Aras, yabancı bir stratejik ortak seçmelerinin nedeninin de bu olduğuna işaret ederek, şunları kaydetti:

“Türkiye’nin coğrafi açıdan stratejik konumu, tüketici davranışları ve e-ticarette yaşanan gelişmeler göz önünde bulundurulduğunda önümüzde büyük bir fırsat var. Bu fırsatı değerlendirebilmenin yolu, doğru zamanda doğru yatırımları yapabilmekten geçiyor. 2013’te yabancı ortağımızla masaya oturduğumuzda ortada, bu vizyonu hayata geçirmek için gereken yatırımları kapsayan bir iş planı vardı. Hangi yatırımlara ihtiyacımız olduğunu belirlemiş ve ortaklığa bu hedefler üzerine el sıkışarak imza atmıştık. Ancak geçtiğimiz üç yılda gördük ki maalesef aynı vizyonda değiliz. Austrian Post ne yazık ki bizim kadar hızlı büyüme esnekliğine ve potansiyeline sahip değil. Aras Kargo’nun global marka vizyonuna ayak uyduramadılar.

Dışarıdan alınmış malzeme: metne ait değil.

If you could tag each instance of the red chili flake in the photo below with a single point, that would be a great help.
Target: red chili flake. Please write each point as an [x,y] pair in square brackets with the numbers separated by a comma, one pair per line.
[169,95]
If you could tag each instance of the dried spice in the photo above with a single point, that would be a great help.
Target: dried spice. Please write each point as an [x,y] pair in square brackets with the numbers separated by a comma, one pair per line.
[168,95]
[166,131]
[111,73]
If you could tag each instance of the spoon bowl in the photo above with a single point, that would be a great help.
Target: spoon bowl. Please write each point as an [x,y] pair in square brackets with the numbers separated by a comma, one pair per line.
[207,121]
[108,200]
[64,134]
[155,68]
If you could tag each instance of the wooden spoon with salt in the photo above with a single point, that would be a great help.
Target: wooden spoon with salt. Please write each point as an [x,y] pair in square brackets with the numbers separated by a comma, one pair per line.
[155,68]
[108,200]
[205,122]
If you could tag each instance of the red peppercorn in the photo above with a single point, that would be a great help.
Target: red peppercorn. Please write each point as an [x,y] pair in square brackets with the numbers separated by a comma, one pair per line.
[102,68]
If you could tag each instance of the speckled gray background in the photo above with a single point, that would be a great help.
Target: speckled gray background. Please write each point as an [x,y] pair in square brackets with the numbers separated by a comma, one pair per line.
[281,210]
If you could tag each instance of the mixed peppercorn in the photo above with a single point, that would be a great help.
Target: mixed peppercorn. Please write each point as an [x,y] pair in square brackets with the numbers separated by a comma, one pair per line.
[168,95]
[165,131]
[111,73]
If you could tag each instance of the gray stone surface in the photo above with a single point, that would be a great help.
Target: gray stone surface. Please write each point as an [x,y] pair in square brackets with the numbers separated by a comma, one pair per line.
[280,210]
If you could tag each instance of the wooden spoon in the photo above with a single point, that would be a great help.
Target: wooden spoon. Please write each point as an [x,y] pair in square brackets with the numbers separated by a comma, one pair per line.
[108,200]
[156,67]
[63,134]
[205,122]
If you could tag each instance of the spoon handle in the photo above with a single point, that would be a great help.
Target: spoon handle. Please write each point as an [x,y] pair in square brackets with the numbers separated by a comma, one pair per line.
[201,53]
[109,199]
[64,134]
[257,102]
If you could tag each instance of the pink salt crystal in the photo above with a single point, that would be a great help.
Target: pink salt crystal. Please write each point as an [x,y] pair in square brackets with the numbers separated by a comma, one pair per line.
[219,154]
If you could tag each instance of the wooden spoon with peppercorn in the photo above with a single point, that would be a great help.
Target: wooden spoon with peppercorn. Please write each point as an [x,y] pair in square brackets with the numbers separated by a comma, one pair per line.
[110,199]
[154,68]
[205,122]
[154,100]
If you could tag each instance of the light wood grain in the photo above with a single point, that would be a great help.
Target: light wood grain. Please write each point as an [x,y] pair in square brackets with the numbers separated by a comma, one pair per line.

Üstünde anlaşılan iş planına göre 2013’ten itibaren 3 yılın sonunda Aras Kargo’nun tüm transfer merkezlerinin otomasyona geçmiş olması ve dijital dönüşümün tamamlanması gerekiyordu. Hizmet sektörü olması nedeniyle teknolojik dönüşüme yapılan yatırımların kazancı çok kısa sürede finansal performansa yansıyabiliyor. Karlılık ve verimliliğe doğrudan etki eden ve Orta Doğu bağlantılarını kurmak için şart olan bu yatırımlar, ortaklığa başlangıç aşamasında 150 milyon lira tutarındaydı. Ancak 2015 sonu itibarıyla Aras Kargo’nun yatırım miktarı 50 milyon lirada kaldı ve bu yatırım tutarı verimlilik içeren kalemlere harcanmadı.”

“Ortaklığa başlarken bu tarz bir yatırımcı ile karşılaşacağımızı tahmin etmiyorduk”
Evrim Aras, açıklamada, yatırımlar konusunda yabancı ortaklarıyla yaşadıkları fikir ayrılığını da anlattı.
Bu yatırımların çok kritik olduğunu ve sadece yabancı ortağın cebinden çıkmayacağını belirten Aras, “Büyümeye ve potansiyelimizi optimize etmeye yarayacak bu teknoloji yatırımlarını Aras Kargo yapacaktı. Ancak Austrian Post yönetimi hem bu adımların atılmasını engelledi; hem de gerekli zamanlarda cesaret sergileyemedi.” ifadelerini kullandı.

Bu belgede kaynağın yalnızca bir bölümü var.